The spatial distribution of sand extraction areas was unrelated to the topography of the area but was related to the location of older roads and tracks. This suggests that sand extractions were preferentially located to previous sand extractions in an effort to minimize labor costs. This observation is consistent with a previous study on sand extraction in the region (e.g., [30]). According to [70], the negative effect on shrubs by sand mining was shown in the low values of AMD calculated in the period 1956–1977. This reduction in population cover area could be related to sand mining during the 1960s and 1970s [30], which might confirm the positive effect that sands have on the health of Z. lotus shrubs in the study area [31] and in other areas of North Africa [71,72].
The lower value of the AMD between shrubs with reduced cover in the period 1977–1984 to the coastline suggested by the ARD that this reduction could be related to a decrease in the freshwater table and the intrusion of seawater into the aquifer [35,73]. The smallest shrubs were the most affected, which can be related to difficulties of access to groundwater due to their smaller roots compared to larger and more developed individuals [28,74]. These results agree with previous studies evaluating the negative effect that seawater intrusion has on vegetated communities and groundwater-dependent ecosystems (e.g., [75,76]).
In addition, the results of this work could be affected by other natural conditions or affections, for example, shrubs could be affected by herbivory [5,77], climate change [78], or uncontrolled use of pesticides [79]. We argue that in order to better understand the results obtained in this work, it is necessary to complement remote sensing techniques with in situ works. For example, complementing the results obtained with the presence–absence of isotopes and relating them with the seawater intrusion [80,81] could provide a better understanding of how this phreatophytic community responds to anthropic perturbations over time.
Although 742 Z. lotus individuals were lost during the study period, their average size and the round shape of the shrubs were higher and bigger at the end than at the beginning of the period. However, the variability of these characteristics also increased over time, which means that a greater variety of shapes and sizes was observed in the population. This could be explained by the 1987 declaration regarding the Cabo de Gata-Níjar Natural Park, where the study area is located.
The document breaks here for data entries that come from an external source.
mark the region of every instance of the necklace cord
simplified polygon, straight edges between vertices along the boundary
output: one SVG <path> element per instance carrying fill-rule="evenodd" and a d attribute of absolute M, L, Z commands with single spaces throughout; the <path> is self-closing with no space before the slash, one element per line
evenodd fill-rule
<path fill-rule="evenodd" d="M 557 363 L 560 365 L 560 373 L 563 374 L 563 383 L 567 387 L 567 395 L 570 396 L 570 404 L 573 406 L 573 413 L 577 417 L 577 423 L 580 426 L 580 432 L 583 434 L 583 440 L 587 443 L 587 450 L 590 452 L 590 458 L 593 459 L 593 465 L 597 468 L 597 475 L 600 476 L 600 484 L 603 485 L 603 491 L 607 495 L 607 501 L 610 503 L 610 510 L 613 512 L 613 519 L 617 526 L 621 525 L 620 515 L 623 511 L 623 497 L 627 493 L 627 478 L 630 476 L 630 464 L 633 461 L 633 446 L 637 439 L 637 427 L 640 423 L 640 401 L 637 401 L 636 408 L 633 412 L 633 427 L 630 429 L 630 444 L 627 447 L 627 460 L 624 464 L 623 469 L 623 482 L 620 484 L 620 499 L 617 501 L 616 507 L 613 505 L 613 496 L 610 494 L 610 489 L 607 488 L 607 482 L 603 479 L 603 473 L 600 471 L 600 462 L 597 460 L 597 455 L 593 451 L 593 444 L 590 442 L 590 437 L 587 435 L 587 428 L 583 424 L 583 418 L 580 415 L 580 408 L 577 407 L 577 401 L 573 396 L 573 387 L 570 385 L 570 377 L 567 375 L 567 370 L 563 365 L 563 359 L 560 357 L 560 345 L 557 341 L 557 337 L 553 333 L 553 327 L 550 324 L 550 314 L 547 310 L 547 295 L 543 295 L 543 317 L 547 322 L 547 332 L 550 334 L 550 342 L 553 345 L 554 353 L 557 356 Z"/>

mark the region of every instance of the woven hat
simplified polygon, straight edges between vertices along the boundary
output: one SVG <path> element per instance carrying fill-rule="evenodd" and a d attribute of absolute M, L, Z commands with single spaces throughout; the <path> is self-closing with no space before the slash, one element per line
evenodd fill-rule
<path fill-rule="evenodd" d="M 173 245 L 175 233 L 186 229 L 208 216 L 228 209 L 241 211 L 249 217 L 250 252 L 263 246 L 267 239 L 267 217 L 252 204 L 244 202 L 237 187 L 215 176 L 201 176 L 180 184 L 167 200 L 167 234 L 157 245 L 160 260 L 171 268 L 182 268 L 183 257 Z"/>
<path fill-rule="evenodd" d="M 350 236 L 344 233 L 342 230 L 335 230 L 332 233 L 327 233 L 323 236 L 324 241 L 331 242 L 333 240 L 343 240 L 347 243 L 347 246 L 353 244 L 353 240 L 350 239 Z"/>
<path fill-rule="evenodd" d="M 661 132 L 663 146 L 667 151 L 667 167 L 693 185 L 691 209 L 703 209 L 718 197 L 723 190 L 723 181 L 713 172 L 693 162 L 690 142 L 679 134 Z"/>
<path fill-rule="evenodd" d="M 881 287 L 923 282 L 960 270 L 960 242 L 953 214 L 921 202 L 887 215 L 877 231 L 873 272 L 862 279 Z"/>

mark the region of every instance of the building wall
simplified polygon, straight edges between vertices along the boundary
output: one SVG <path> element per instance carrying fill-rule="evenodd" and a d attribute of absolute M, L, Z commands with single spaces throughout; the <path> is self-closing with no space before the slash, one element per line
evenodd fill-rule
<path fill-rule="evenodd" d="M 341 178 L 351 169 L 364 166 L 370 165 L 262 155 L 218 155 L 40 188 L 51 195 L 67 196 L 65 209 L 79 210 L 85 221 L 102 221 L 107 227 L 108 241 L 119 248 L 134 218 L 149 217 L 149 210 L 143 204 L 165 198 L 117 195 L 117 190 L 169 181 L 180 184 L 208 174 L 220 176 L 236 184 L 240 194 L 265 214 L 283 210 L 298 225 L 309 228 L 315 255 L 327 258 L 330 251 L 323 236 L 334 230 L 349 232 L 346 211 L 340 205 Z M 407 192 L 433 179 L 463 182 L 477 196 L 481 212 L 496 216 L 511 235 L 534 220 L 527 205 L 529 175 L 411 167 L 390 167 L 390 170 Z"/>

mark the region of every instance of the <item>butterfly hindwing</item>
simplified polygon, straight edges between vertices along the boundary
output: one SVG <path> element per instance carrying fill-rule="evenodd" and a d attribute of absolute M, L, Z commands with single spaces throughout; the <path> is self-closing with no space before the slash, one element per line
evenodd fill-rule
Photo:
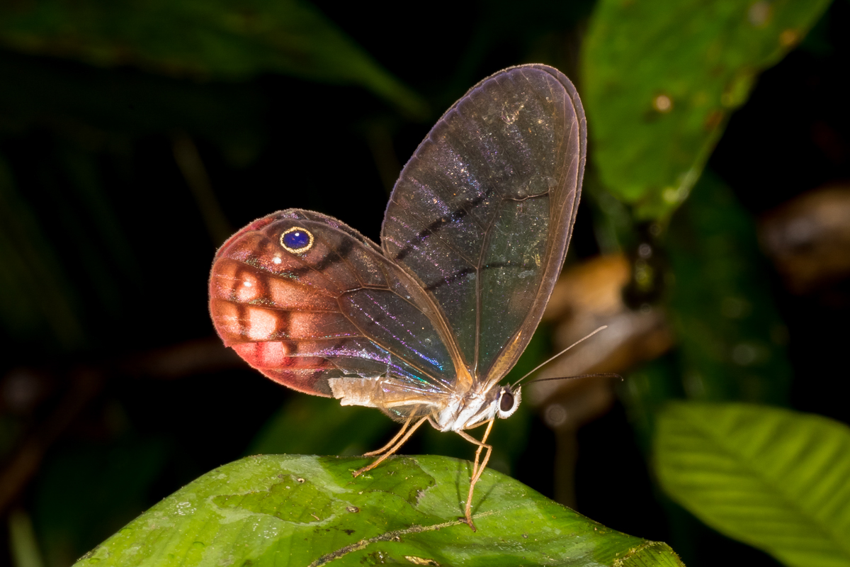
<path fill-rule="evenodd" d="M 572 232 L 586 145 L 570 80 L 524 65 L 470 89 L 401 173 L 384 251 L 433 298 L 472 376 L 500 379 L 540 321 Z"/>
<path fill-rule="evenodd" d="M 287 249 L 281 239 L 292 230 L 309 235 L 302 235 L 308 249 Z M 290 209 L 255 221 L 221 247 L 210 311 L 227 346 L 294 389 L 330 396 L 329 380 L 391 376 L 396 398 L 439 397 L 450 387 L 453 366 L 411 286 L 350 227 Z"/>

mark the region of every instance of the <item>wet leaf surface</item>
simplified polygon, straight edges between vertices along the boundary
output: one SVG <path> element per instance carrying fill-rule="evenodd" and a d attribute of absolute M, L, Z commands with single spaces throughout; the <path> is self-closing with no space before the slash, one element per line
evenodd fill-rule
<path fill-rule="evenodd" d="M 78 565 L 681 565 L 668 546 L 609 530 L 488 470 L 477 532 L 461 522 L 470 463 L 268 455 L 220 467 L 144 513 Z"/>
<path fill-rule="evenodd" d="M 794 567 L 850 565 L 850 428 L 748 404 L 658 417 L 661 486 L 708 525 Z"/>

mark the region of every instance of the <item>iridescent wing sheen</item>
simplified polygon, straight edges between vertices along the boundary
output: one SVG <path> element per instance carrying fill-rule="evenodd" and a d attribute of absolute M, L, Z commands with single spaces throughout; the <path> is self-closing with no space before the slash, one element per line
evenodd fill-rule
<path fill-rule="evenodd" d="M 459 379 L 497 382 L 528 344 L 567 252 L 586 146 L 570 80 L 523 65 L 471 88 L 402 171 L 382 247 L 439 307 Z"/>
<path fill-rule="evenodd" d="M 293 227 L 311 235 L 309 250 L 283 246 Z M 404 406 L 451 392 L 450 341 L 433 322 L 439 316 L 430 300 L 376 244 L 338 220 L 290 209 L 255 221 L 219 249 L 209 288 L 225 345 L 296 390 L 331 396 L 335 378 L 385 377 L 376 401 L 398 406 L 396 417 L 410 413 Z"/>

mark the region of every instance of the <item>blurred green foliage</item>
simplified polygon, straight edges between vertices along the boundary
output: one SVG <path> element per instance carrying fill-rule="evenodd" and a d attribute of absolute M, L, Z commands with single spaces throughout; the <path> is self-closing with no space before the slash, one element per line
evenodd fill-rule
<path fill-rule="evenodd" d="M 679 402 L 658 417 L 662 488 L 786 565 L 850 564 L 850 428 L 750 404 Z"/>
<path fill-rule="evenodd" d="M 5 4 L 0 22 L 0 42 L 25 53 L 207 79 L 286 73 L 360 85 L 413 117 L 428 113 L 417 94 L 303 0 L 37 0 Z"/>
<path fill-rule="evenodd" d="M 700 179 L 731 111 L 830 0 L 600 0 L 581 96 L 603 184 L 638 219 L 667 217 Z"/>
<path fill-rule="evenodd" d="M 458 519 L 468 462 L 394 457 L 352 479 L 368 462 L 283 455 L 225 465 L 76 564 L 682 565 L 664 543 L 609 530 L 492 471 L 476 487 L 473 532 Z"/>
<path fill-rule="evenodd" d="M 674 216 L 666 242 L 673 277 L 666 306 L 686 395 L 786 404 L 788 332 L 768 291 L 751 217 L 706 172 Z"/>

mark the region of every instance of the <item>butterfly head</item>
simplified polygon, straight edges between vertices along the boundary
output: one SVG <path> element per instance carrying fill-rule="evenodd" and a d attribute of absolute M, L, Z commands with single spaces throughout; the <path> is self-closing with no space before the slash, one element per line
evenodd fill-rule
<path fill-rule="evenodd" d="M 496 415 L 502 419 L 510 417 L 519 407 L 521 399 L 522 390 L 519 388 L 514 389 L 510 385 L 500 386 L 496 402 Z"/>

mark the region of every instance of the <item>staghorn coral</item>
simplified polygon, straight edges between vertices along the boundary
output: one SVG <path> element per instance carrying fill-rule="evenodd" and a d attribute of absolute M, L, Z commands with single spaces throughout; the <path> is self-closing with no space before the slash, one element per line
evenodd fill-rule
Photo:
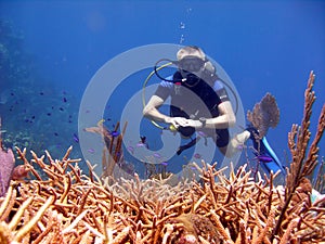
<path fill-rule="evenodd" d="M 252 112 L 247 112 L 247 119 L 259 131 L 259 138 L 263 138 L 269 128 L 276 127 L 280 120 L 280 110 L 275 98 L 266 93 L 261 102 L 255 104 Z"/>
<path fill-rule="evenodd" d="M 41 157 L 31 152 L 28 160 L 26 150 L 17 149 L 35 179 L 12 180 L 0 198 L 0 243 L 324 243 L 325 200 L 311 203 L 306 179 L 316 160 L 324 114 L 323 108 L 309 151 L 308 139 L 299 136 L 308 127 L 298 130 L 301 139 L 291 147 L 284 191 L 273 187 L 272 174 L 258 174 L 255 181 L 244 165 L 226 177 L 217 163 L 204 162 L 196 165 L 200 182 L 171 187 L 168 179 L 140 180 L 136 175 L 102 182 L 90 164 L 87 176 L 80 159 L 69 158 L 72 149 L 55 160 L 49 152 Z M 298 155 L 301 146 L 307 156 Z"/>
<path fill-rule="evenodd" d="M 112 131 L 109 131 L 104 126 L 104 120 L 100 120 L 96 127 L 86 128 L 84 130 L 88 132 L 99 133 L 102 136 L 103 141 L 105 143 L 105 147 L 103 149 L 102 156 L 102 176 L 101 178 L 114 178 L 114 170 L 116 164 L 122 166 L 126 164 L 123 160 L 123 152 L 122 152 L 122 137 L 126 132 L 128 123 L 125 124 L 122 132 L 115 137 Z M 119 121 L 116 124 L 114 131 L 119 129 Z"/>
<path fill-rule="evenodd" d="M 0 117 L 0 196 L 8 190 L 12 172 L 14 170 L 15 157 L 11 149 L 5 151 L 2 145 L 1 117 Z"/>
This protection, in addition to a slow recovery of the aquifer after undergoing seawater intrusion between 1977 and 1984, could have contributed to a slow but continued development in time by adults, which might have better access to fresh water from the aquifer due to a more developed root system [82] up to a length of 60 m [83]. Furthermore, the fact that the largest shrubs were the most developed in time supports the longevity character of this species through longevity [27], which is an important strategy for its survival in the Mediterranean region [26]. This, together with the anthropic pressure on the system, may explain the development of adult individuals, but the lack of recruitment of juveniles, as observed by [27] not only in this area but also in other regions in SE Spain.

5. Conclusions

The combination of very high-resolution historical images and OBIA is a powerful tool for identifying and monitoring communities of sparse vegetation in drylands [62]. Our results suggest that monitoring changes in the number and the cover of a shrub community in a semi-arid ecosystem could help to infer anthropogenic disturbances that affect its health. The vegetation conditions showed that the loss of sandy substrate affected Z. lotus negatively, either by reducing its cover or by eliminating individuals by direct sand extraction processes. In addition, seawater intrusion into the aquifer influenced the cover and structure of the shrubs close to the coastline in a period of massive groundwater extraction [35], negatively affecting the smallest shrubs for the most part. However, the legal protection of the area had a positive effect on the health of the remaining individuals, which increased their coverage. The implementation of semi-automatic methods to infer the effects of human activities on shrub populations, such as the one evaluated in this study, could help improve the monitoring programs of existing protected areas. This could reduce the cost of these activities, not only in economic terms but also from a human perspective, which is key to the long-term preservation of any protected area.

Author Contributions

E.G. and J.B.-S. designed the experiments, collected the data, implemented the codes, ran the models, analyzed the results, and wrote the first draft. E.G., J.B.-S., D.A.-S., J.P.R.-S., and J.C. provided guidance, and wrote the final manuscript.

Funding

E.G. and D.A-S. received support from the European LIFE Project ADAPTAMED LIFE14 CCA/ES/000612, and from ERDF and the Andalusian Government under the project GLOCHARID (Global Change in Arid Zones - 852/2009/M/00). E.G. is supported by the European Research Council grant agreement nº 647038 (BIODESERT). J.B.-S. received funding from the European Union’s Horizon 2020 research and innovation 514 programme under the Marie Sklodowska-Curie grant agreement No. 721995. D.A.-S. received support from the NASA Work Programme on Group on Earth Observations - Biodiversity Observation Network (GEOBON) under grant 80NSSC18K0446, from project ECOPOTENTIAL, funded by the European Union’s Horizon 2020 Research and Innovation Programme under grant agreement No. 641762, and from the Spanish Ministry of Science under project CGL2014-61610-EXP and grant JC2015-00316.

Acknowledgments

We would like to express our appreciation to the four reviewers for their comments and suggestions which served to substantially improve this research paper.

Conflicts of Interest

The authors declare no conflict of interest.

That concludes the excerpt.